Governor Johnson has rather set a new mark in attending to such duties as the regency and membership in other State boards. He has never given perfunctory service. He attends nearly every meeting, stays from first to last, knows what is going on, and takes an active hand, not as a governor or an overlord, but as a member like the rest of his associates.

In his dealings with the Legislature Johnson has never been dogmatic. He has firm ideas about executive encroachment, and has never forced matters on legislative attention. Both Legislatures have been about three-fourths Republican, but relations have been pleasant. The majority paid little attention to the Governor's first inaugural. Some of his recommendations went through, as a "wide-open" tax amendment to the Constitution, an inheritance tax bill, an act placing the State Insurance Depart ment on a salary basis, and improvement of the laws against timber trespass. The proposals of a State immigration bureau. and a separate training-school for delinquent giris were not acted on till two years later. His personal platform in the message included these ideas, either rejected or ignored: A four-year term for Governors, with one-term limit; reduced freight rates, abolition of railway passes, an employers' liability law, a liberal forestry policy, and a non-partisan judiciary law.
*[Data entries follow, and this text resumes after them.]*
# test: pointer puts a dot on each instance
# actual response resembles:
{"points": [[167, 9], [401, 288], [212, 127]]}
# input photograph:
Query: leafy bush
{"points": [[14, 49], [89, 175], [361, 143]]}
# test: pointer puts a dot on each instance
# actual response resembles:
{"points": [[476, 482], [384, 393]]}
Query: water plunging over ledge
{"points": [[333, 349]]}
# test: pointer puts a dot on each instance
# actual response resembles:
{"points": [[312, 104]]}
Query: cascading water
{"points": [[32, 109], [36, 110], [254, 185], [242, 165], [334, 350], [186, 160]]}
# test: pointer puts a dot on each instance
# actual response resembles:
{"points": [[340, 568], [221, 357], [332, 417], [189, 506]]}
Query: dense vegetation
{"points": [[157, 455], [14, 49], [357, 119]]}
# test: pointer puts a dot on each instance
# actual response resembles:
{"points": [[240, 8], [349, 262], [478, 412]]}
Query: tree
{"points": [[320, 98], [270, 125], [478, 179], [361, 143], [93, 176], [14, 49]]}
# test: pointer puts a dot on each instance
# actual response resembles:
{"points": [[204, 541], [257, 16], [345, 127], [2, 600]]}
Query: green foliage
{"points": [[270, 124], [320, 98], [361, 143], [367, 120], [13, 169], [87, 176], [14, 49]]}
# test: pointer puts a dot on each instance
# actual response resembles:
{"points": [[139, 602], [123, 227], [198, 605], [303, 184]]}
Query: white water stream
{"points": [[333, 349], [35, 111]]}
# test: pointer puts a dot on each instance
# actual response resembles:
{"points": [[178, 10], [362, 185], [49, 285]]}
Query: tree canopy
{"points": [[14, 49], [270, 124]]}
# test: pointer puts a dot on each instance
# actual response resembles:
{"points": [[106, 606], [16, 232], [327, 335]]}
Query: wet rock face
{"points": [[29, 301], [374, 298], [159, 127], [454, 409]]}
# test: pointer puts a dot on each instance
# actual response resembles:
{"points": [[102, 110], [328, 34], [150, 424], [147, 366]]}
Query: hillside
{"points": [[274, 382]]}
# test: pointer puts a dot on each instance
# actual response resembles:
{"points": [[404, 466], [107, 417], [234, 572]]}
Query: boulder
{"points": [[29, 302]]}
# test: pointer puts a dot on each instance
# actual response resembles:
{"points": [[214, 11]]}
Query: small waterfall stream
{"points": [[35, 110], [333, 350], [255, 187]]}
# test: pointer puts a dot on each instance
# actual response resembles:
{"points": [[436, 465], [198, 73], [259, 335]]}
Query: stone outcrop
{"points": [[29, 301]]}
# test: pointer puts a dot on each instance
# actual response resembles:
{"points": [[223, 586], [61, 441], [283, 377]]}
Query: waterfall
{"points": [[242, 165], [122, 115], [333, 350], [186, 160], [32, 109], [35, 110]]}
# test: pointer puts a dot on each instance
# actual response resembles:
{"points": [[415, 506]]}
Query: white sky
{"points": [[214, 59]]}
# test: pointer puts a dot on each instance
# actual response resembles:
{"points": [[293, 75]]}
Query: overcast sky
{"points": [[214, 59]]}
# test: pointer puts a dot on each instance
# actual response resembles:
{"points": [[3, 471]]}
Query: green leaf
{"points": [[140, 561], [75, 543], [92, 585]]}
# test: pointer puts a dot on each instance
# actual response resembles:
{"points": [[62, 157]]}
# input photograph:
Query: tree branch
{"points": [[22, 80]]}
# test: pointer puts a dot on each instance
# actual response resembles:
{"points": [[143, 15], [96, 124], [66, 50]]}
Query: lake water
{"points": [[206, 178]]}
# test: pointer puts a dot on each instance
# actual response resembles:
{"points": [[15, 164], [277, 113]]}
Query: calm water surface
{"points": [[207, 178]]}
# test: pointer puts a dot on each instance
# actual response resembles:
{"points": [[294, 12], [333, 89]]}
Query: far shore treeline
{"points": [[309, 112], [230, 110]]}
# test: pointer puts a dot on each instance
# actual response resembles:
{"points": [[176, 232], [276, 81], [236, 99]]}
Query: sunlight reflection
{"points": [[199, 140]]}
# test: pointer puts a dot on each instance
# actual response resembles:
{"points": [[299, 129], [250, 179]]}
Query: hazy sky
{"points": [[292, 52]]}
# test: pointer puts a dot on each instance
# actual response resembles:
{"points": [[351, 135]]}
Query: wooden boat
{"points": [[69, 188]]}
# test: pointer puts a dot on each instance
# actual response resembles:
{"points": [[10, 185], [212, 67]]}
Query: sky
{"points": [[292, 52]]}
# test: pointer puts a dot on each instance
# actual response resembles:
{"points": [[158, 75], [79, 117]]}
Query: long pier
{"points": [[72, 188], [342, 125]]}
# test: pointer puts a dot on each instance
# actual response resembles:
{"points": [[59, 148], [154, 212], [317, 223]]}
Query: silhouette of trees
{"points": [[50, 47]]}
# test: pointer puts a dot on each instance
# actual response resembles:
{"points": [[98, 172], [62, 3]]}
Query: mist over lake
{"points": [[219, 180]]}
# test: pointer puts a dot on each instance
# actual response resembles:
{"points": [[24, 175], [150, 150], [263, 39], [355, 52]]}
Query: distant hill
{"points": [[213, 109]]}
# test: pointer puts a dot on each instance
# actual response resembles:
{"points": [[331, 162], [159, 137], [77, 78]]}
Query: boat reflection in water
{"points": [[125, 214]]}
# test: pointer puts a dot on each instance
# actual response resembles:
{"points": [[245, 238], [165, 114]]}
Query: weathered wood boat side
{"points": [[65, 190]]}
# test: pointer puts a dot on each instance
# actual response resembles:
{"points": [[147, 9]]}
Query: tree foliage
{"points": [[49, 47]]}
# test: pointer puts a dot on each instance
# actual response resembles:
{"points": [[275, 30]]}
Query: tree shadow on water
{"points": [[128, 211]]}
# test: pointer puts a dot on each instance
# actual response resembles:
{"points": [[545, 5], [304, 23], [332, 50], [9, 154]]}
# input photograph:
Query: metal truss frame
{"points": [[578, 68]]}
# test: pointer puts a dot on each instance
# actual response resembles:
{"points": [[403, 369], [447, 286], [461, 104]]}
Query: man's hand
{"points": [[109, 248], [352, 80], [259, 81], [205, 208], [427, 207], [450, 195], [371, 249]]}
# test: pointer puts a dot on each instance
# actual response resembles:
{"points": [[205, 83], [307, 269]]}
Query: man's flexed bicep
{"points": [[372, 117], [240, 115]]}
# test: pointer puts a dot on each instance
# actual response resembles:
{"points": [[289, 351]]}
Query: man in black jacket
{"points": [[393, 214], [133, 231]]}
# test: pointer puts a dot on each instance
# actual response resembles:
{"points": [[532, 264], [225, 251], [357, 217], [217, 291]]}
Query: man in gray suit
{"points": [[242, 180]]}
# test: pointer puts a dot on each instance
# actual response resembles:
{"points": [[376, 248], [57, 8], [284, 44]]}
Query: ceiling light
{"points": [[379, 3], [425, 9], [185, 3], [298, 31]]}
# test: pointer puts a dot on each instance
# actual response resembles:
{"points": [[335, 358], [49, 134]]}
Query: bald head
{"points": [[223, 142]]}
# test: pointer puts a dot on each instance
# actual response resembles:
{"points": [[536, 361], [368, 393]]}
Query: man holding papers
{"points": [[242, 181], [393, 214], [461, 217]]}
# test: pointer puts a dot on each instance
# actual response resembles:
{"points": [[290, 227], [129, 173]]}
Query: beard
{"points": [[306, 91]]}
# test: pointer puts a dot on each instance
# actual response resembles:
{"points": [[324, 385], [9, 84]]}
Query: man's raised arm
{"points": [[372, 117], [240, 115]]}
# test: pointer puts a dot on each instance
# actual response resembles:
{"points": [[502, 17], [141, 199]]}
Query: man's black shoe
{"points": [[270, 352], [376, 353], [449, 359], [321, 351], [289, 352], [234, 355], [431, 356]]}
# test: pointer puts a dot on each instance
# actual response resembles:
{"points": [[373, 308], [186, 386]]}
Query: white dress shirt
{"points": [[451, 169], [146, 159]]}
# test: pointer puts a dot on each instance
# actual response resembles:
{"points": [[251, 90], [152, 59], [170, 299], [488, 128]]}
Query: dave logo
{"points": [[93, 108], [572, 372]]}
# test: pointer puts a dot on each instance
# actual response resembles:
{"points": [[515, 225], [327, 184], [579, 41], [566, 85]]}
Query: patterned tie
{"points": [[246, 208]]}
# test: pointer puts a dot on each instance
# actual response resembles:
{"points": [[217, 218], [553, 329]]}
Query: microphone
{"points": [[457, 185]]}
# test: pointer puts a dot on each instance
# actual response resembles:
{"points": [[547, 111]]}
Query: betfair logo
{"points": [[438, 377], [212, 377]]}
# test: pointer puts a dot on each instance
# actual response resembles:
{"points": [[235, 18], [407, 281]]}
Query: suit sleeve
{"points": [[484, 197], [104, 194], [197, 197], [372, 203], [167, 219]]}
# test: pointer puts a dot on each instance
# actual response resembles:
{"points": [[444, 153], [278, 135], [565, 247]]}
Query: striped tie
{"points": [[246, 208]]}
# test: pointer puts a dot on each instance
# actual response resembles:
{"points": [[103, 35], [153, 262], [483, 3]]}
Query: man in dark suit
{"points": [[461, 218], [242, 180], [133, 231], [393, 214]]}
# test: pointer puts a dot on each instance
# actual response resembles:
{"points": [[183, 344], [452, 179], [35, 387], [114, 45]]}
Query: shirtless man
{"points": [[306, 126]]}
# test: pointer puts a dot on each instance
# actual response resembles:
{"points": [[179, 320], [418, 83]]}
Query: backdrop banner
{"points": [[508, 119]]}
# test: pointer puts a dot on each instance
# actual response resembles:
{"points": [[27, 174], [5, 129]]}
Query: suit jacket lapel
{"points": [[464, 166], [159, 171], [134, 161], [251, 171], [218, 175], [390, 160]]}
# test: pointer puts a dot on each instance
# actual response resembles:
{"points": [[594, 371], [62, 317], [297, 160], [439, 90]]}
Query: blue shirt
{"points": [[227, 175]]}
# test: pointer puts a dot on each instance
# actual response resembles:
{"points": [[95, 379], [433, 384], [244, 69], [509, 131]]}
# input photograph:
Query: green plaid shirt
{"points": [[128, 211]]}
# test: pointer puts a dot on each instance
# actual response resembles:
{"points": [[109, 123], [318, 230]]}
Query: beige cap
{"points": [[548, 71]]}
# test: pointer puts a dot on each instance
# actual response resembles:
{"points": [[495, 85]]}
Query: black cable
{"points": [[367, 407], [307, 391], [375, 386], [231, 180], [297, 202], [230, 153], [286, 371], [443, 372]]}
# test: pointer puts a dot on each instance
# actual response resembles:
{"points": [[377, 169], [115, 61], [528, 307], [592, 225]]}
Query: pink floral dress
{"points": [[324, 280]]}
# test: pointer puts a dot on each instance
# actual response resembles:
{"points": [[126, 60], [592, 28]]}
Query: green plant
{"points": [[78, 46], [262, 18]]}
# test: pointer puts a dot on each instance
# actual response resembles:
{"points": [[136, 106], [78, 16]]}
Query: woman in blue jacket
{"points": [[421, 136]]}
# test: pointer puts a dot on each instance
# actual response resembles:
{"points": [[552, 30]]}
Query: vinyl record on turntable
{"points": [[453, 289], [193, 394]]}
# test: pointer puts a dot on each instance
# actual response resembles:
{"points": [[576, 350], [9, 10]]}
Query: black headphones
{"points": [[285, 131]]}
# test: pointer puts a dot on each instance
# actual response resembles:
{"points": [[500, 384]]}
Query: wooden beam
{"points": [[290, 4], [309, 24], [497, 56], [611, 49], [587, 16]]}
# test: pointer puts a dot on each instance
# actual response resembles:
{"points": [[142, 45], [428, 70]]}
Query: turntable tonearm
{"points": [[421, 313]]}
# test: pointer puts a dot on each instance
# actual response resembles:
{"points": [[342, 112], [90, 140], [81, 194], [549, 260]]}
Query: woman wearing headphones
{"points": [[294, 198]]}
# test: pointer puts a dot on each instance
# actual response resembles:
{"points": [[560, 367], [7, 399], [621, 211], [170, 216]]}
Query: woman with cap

Early in this first term a crisis was reached in the affairs of a large Minnesota life insurance company. Examiners had found mismanagement of a criminal nature. On a statement by Insurance Commissioner O'Brien, the officers of the company were summoned to the capitol by the Governor himself. The tale of their misconduct was related to them and their resignations demanded. They resigned, and a committee of Minneapolis business men, at the Governor's request, took charge of the concern. They arranged a reorganization, under which the company has been restored to public

confidence. One of the officials who resigned is in State prison, and another was convicted, but escaped through the meshes of the law.

Johnson's leadership in the movement for uniform State laws on life insurance has been generally acknowledged, notably in a special message by President Roosevelt to Congress. It was upon Governor Johnson's suggestion to the President that the Commissioner of the District of Columbia called a National meeting of Governors, attorneys-general, and insurance commissioners. This body selected a committee of fifteen, headed by Mr. O'Brien, of Minnesota. The committee's output was a model code of laws regulating life insurance, which has been adopted almost entirely by Minnesota, and with little change by Illinois, Michigan, West Virginia, and North Dakota.

It must not be supposed that Governor Johnson has been the only progressive force in the State since his inauguration. The radical Republicans kave kept pace with him. He has often acknowledged the co-operation of other State officials. Republican members of the Legislature during his first term fought for a two-cent fare law and a reciprocal demurrage law, both of which the Governor recommended at the next session. In the last year there has been a great awakening for law enforcement in the State, resulting in Sunday closing of saloons everywhere. In this movement the Governor was not a necessary factor and had no part.

The second State campaign for John A. Johnson was in 1906. The Republicans had difficulty in agreeing on a candidate. The man with largest following in their convention was feared by the corporations, who threw votes to a less "dangerous" man and nominated him.

Though the nominee was not a corporation man, he was branded as such from the start, and the growing radical sentiment in the Republican party was sullenly hostile to him.

Johnson made another whirlwind campaign. He eclipsed his previous record, making 119 speeches in seven weeks, and reaching 78 counties of the State. As in the first campaign, he paid his fare for every mile traveled, and twice when

special trains were required he paid handscmely for them. The entire tour was an ovation, and the outcome was hardly in doubt at any time, yet the result made the most sanguine Johnson men gasp. He polled 168,480 votes to 96,162 for Cole, Republican-a plurality of 72,318. The other Republican candidates were elected by pluralities reaching as high as 84,754 on attorney-general.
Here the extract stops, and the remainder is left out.